Ecrit par Patryck Froissart 21.09.20 dans La Une Livres, Critiques, Les Livres, Biographie, Editions Maurice Nadeau

L’amour égorgé, septembre 2020, 236 pages, 18 €

Ecrivain(s): Patrice Trigano Edition: Editions Maurice Nadeau

L’amour égorgé, Patrice Trigano (par Patryck Froissart)

Certaines vies sont des romans qu’aucun écrivain n’aurait pu inventer, ou n’aurait osé mettre en œuvre. Patrice Trigano s’est intéressé à celle, passionnante, passionnée, sombre en de multiples parts, lumineuses par nombre d’autres, de René Crevel.

Qu’on ne sache rien de René Crevel, qu’on n’ait jamais rien lu de lui n’est pas rédhibitoire : on se le campera en ce récit tel un personnage romanesque attachant au destin singulier.

Qu’on connaisse un tant soit peu le mouvement dada, le surréalisme, et les principaux protagonistes de cette période extraordinairement turbulente de créativité littéraire sera néanmoins un plus.
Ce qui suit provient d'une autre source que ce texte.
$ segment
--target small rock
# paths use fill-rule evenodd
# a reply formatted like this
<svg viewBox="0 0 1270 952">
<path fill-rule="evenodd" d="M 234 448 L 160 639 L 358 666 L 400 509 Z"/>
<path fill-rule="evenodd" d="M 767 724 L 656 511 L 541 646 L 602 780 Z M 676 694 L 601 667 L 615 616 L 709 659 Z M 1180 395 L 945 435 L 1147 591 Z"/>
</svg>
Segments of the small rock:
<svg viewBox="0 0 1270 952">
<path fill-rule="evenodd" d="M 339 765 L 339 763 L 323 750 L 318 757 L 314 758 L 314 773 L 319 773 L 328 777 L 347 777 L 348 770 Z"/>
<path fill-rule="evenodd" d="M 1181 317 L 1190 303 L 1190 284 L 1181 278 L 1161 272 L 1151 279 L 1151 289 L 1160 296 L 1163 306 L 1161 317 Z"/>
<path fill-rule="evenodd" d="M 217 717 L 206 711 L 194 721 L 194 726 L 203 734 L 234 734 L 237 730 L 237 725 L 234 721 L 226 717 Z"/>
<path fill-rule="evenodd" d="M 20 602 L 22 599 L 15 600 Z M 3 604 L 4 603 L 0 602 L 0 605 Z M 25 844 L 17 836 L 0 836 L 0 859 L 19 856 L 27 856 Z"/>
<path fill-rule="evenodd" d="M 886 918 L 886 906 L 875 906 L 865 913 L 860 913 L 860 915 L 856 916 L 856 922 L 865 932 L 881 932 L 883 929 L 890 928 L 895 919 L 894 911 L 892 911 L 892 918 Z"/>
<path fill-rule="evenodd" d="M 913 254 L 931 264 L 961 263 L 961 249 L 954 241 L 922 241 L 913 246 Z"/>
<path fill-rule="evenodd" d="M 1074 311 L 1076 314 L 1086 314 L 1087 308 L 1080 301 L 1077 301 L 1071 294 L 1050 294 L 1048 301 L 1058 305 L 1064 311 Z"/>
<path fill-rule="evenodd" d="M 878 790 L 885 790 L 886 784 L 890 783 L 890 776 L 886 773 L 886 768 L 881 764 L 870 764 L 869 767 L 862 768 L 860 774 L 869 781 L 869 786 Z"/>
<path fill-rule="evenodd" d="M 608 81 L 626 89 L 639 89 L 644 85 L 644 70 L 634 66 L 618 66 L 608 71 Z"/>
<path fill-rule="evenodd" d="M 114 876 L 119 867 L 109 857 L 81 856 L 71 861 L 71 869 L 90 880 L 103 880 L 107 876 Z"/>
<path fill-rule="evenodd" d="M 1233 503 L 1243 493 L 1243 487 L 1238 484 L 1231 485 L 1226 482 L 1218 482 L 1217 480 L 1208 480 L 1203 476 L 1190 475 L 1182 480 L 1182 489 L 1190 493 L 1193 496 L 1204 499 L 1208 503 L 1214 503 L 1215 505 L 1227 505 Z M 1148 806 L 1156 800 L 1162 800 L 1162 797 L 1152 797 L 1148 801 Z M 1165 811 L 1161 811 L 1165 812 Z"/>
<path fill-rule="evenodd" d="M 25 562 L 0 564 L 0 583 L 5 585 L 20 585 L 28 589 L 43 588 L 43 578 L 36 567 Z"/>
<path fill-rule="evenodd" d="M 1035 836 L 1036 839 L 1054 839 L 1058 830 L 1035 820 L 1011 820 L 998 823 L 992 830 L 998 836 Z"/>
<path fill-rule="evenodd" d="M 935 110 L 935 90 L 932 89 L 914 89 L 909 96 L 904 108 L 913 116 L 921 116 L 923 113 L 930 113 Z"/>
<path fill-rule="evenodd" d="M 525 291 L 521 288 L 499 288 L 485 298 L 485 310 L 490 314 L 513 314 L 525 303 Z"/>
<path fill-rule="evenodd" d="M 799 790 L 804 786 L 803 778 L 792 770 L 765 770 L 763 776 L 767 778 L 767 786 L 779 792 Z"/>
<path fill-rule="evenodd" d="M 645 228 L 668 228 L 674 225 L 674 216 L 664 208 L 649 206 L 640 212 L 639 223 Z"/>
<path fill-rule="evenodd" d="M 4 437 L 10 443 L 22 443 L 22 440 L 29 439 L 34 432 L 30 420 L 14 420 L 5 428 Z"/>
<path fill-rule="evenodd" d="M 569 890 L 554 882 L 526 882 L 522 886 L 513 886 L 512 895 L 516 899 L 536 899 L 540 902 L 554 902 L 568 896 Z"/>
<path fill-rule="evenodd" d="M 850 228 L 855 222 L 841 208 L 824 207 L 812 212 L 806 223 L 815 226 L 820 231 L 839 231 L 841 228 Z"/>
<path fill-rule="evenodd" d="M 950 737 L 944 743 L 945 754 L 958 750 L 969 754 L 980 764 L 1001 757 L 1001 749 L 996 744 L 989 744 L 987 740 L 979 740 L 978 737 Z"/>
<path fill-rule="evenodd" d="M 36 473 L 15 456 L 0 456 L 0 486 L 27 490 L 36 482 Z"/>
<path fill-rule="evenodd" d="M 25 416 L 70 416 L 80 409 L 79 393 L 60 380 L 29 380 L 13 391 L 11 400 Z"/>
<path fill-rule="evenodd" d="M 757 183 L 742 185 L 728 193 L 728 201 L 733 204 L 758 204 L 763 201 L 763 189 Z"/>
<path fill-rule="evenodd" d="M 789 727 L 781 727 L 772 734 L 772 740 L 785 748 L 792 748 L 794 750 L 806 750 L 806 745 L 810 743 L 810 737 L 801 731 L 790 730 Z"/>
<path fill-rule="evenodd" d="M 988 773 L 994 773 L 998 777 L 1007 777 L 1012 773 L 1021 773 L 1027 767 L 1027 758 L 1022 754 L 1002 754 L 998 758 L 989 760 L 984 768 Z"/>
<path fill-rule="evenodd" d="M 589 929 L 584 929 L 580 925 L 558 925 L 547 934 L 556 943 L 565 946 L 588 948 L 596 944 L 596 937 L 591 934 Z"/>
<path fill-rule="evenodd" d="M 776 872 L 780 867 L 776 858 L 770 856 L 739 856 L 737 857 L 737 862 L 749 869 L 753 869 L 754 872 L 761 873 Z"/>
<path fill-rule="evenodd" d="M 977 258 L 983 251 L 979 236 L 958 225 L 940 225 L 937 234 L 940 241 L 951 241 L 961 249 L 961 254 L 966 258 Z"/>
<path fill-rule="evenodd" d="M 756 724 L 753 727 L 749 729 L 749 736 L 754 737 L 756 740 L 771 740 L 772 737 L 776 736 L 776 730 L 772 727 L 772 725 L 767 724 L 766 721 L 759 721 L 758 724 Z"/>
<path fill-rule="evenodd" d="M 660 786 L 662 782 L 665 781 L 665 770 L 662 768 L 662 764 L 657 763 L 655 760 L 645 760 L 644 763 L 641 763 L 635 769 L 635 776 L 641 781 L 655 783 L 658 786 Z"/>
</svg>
Il est toujours fascinant de voir s’animer et évoluer dans une atmosphère de fiction des célébrités telles que Breton, Aragon, Eluard, Gala, Dali, Cocteau, Gide, Nancy Cunard, Tzara, Giacometti, Eugene McCown, Duchamp, Jouhandeau, Man Ray, Zweig et tant d’autres.

Il est forcément captivant de les voir s’animer et évoluer dans une mise en scène, certes fictionnelle mais construite sur un travail pointilleux de reconstitution, sur une remarquable recherche de documentation historique ayant sans conteste valeur de thèse extrêmement fouillée.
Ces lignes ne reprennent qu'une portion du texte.